Fifty-seven percent of respondents increased capacity because they added new products to their line (about 72% of those were
products developed internally), and 52% increased production of an existing product. Approximately 18% of respondents acquired
a company with a biomanufacturing program, and an equal number in-licensed a biopharmaceutical product that necessitated a
capacity increase. Among those who decreased their capacity, 31% decreased production of an existing product, and an equal
number outsourced production of a product that had previously been manufactured in house.
Therapeutic proteins other than monoclonal antibodies (mAbs) continue to constitute the largest product class, produced by
51% of respondents, followed by monoclonal antibodies (45%), and vaccines (29%). These percentages reflect some interesting
changes from last year's product mix. The percentage of respondents involved in monoclonal antibody production is up slightly,
about five percent over last year, while vaccine manufacturing is down about seven percent. The percentage of respondents
involved in nucleic acid products remained virtually unchanged—14% this year, versus 12% last year, while there was a slight
uptick in the number of respondents producing cells for cell and tissue therapies, 14% this year compared with 10% last year.

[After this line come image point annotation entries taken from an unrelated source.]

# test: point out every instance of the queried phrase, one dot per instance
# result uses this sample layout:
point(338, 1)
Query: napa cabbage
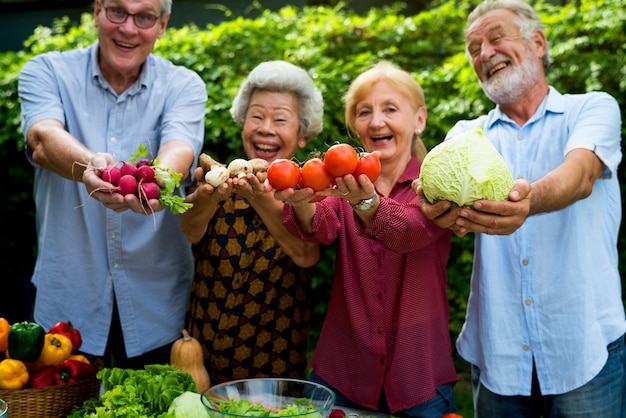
point(465, 168)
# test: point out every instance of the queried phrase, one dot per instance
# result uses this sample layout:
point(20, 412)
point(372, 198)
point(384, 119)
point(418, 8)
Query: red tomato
point(369, 164)
point(341, 159)
point(315, 175)
point(283, 174)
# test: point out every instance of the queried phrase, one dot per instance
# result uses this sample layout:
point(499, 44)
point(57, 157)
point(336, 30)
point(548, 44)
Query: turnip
point(144, 173)
point(149, 191)
point(128, 168)
point(142, 162)
point(111, 174)
point(127, 185)
point(216, 175)
point(239, 168)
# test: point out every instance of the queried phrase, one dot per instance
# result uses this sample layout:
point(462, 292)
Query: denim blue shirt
point(551, 290)
point(86, 251)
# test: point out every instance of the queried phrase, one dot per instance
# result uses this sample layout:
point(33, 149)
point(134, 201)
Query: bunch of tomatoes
point(319, 173)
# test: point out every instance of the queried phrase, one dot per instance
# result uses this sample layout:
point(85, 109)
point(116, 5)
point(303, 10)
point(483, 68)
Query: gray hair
point(166, 6)
point(281, 76)
point(527, 18)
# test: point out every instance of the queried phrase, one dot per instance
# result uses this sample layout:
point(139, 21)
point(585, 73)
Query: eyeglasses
point(119, 15)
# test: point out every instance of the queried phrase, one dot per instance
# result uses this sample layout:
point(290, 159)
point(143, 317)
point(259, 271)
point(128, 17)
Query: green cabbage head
point(465, 168)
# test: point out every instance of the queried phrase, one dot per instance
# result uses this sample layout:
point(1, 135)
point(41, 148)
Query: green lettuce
point(465, 168)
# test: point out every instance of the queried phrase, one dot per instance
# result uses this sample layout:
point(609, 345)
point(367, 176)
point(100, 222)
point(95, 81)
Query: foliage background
point(588, 47)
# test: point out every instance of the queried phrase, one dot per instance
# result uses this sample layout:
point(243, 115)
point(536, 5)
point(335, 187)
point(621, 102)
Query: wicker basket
point(52, 401)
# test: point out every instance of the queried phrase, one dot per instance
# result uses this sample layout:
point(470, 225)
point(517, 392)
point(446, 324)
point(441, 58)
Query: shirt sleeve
point(402, 227)
point(596, 125)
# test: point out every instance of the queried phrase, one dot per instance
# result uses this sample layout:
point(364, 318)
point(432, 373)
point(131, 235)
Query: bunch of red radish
point(137, 179)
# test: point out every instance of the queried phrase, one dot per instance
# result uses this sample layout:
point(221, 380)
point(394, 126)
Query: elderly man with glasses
point(117, 267)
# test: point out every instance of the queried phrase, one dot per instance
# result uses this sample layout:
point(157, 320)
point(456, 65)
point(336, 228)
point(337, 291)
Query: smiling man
point(119, 274)
point(545, 321)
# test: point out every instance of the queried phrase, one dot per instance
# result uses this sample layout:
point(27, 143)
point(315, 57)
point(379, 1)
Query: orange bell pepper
point(4, 334)
point(56, 349)
point(13, 374)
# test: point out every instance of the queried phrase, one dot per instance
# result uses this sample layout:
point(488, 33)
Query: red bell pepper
point(67, 329)
point(73, 371)
point(43, 378)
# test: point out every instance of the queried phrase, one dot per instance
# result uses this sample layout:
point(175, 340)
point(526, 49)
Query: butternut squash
point(186, 354)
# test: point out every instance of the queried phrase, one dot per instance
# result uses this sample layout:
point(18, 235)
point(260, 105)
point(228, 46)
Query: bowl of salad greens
point(268, 397)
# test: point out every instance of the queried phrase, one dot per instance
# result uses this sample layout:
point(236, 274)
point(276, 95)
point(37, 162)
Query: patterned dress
point(249, 305)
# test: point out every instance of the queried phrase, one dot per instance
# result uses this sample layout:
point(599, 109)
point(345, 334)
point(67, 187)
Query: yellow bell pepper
point(56, 349)
point(5, 327)
point(79, 357)
point(13, 374)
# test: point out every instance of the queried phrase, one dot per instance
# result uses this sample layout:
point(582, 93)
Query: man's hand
point(497, 218)
point(486, 216)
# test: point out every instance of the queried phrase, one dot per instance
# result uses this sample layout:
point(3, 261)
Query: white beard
point(507, 89)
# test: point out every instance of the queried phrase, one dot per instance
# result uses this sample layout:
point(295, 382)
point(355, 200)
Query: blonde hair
point(398, 78)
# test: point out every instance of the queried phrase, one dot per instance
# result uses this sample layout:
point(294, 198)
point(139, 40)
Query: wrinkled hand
point(295, 197)
point(498, 218)
point(352, 189)
point(486, 216)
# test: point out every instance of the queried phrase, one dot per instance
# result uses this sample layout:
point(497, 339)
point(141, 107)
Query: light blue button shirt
point(86, 251)
point(550, 291)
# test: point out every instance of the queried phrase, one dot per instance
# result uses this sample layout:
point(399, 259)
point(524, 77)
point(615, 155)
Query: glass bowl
point(277, 396)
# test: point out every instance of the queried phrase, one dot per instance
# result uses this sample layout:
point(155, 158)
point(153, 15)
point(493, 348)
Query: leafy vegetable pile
point(256, 409)
point(465, 168)
point(145, 393)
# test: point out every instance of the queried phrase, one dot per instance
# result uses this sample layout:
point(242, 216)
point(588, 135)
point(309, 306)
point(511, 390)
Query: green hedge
point(587, 48)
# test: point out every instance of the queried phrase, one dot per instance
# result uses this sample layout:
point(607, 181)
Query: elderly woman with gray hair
point(249, 304)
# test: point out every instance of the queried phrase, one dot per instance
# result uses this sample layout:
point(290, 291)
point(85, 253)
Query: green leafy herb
point(171, 180)
point(302, 406)
point(137, 393)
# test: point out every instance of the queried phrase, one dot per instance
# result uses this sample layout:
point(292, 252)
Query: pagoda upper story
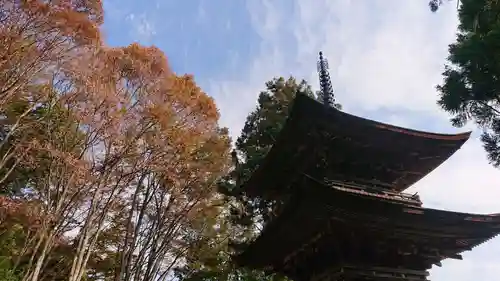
point(342, 214)
point(348, 149)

Forty-five percent of respondents say their companies plan to produce follow-on biologics, up slightly from last year's 41%.
The remainder either will not (21%) or don't know (34%). Eleven percent of respondents say their companies produce only follow-on
biologics right now, while 23% say they produce both follow-on and branded products.
Production challenges
Figure 2: What kind of equipment do yo uhave in your biopharmaceutical manufacturing facility right now?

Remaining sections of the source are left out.